Das von Laurie genannte iNFP verwende ich um meine Zykluskurven zu führen und bin damit recht zufrieden. Gut, auch hier ein kleines bisschen Pink und Herzchen als Symbol für Sex. Im großen und ganzen aber erträglich und eher nüchtern.
Ist aber als reiner Menstruationskalender, wenn man nicht symptothermal seinen Zyklus beobachtet/verhütet/schwanger werden möchte eher weniger zu gebrauchen.

Ich benutze MaeGirls. Das gibts aber wohl nur auf Maemo. Es hat nicht viele Funktionen und es finden sich keine Blumen, kein rosa oder sonstige Cuteness darin. Aber Maemo ist ja auch nur so ein Randgruppenlinux.

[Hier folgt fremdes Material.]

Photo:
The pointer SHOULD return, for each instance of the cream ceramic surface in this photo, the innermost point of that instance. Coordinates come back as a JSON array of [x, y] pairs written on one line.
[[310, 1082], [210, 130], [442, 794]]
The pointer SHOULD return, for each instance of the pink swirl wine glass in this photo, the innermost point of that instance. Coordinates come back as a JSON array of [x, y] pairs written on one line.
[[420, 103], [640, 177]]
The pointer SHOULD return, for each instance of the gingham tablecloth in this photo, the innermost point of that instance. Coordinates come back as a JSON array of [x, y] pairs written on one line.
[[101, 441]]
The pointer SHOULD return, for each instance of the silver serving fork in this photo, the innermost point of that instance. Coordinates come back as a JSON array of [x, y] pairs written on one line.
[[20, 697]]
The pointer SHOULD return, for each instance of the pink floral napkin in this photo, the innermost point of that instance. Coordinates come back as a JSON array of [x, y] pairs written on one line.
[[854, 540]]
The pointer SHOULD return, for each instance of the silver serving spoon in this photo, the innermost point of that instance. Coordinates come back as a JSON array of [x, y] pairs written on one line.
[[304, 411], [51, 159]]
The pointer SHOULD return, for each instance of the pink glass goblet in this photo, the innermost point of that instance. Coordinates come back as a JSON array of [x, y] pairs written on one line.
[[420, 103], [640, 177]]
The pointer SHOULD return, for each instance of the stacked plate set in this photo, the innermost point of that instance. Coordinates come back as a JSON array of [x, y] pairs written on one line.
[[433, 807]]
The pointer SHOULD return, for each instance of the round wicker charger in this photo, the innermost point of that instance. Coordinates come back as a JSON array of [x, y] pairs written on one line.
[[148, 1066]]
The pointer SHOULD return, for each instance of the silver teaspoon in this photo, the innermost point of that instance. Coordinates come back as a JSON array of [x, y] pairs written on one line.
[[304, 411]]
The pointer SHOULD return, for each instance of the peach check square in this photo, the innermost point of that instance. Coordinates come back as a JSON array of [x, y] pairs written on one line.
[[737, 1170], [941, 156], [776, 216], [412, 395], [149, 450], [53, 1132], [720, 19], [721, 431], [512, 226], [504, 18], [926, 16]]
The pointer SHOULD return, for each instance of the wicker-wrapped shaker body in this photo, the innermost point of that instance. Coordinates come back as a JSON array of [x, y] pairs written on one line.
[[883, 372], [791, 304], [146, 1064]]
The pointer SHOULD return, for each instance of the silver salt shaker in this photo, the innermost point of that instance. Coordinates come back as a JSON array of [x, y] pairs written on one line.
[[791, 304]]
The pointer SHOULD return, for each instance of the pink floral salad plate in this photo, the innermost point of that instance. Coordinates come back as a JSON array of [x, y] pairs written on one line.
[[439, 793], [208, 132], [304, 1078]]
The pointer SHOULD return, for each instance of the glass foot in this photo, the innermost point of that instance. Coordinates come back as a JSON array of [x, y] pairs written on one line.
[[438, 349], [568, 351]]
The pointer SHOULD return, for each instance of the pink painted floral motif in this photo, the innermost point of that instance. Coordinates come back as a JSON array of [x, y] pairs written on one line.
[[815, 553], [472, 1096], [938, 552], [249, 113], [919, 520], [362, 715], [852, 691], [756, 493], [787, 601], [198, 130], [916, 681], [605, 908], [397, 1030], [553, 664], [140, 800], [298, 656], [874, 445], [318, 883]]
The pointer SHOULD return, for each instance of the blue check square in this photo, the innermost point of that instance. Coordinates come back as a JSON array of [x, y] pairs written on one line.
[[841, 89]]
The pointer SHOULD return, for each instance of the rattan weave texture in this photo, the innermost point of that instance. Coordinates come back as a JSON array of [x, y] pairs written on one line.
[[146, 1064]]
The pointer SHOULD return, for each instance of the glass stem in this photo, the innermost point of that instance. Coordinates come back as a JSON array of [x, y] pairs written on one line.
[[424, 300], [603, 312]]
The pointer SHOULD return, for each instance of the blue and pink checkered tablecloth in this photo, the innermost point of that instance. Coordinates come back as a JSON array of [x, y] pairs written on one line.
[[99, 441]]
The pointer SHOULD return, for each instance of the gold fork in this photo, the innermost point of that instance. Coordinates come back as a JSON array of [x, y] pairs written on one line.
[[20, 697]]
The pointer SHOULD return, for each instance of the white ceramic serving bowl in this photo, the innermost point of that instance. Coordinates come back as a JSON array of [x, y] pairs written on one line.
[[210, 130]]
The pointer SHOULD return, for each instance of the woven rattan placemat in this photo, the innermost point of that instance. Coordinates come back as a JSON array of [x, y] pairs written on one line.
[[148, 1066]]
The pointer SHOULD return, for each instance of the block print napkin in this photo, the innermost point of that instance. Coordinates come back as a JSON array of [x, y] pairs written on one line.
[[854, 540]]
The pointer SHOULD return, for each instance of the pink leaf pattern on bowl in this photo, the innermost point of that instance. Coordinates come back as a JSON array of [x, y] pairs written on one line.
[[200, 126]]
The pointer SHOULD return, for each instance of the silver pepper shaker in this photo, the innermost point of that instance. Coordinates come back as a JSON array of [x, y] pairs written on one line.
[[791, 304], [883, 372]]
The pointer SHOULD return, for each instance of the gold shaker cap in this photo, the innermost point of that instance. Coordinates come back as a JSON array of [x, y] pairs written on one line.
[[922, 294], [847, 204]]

Ich benutze Papierkalender die mensch als Werbegeschenk aus der Apotheke kriegt und hab mich schon öfters über die Pillenwerbung geärgert der ich mich damit aussetze. 2012 hatte ich immerhin einen Kalender mit Schmerzmittelwerbung, war besser. Pink waren die Kalender übrigens nicht, eher grün und gelb, warum auch immer.

Habt ihr eine spontane Idee für ein Symbol für Sex, das kein Herzchen ist? (Wir werkeln nämlich gerade an einem kostenlosen Open Source Programm, das nach den Malteser NFP-Regeln auswertet und von Feminist*innen kopfschmerzfrei benutzt werden kann. „Multiple Partner*innen“ hab ich mir schon mal aufgeschrieben.)

Ist zwar inzwischen besser geworden, aber das Grundproblem der Feministinnen bleibt: Über die von Männern gemachte Welt beschweren könnt ihr euch. Aber selber machen ist nicht. Ich sage nicht, dass die Kritik nicht berechtigt ist. Aber wenn es dir nicht passt, dann setz dich doch hin, und programmiere etwas besseres, anstatt an Produkten rumzumäkeln, die wahrscheinlich von Männern geschaffen wurden. Frauen dürfen gerne an einer besseren Welt mitwirken, anstatt nur zu reden, was alles Mist ist.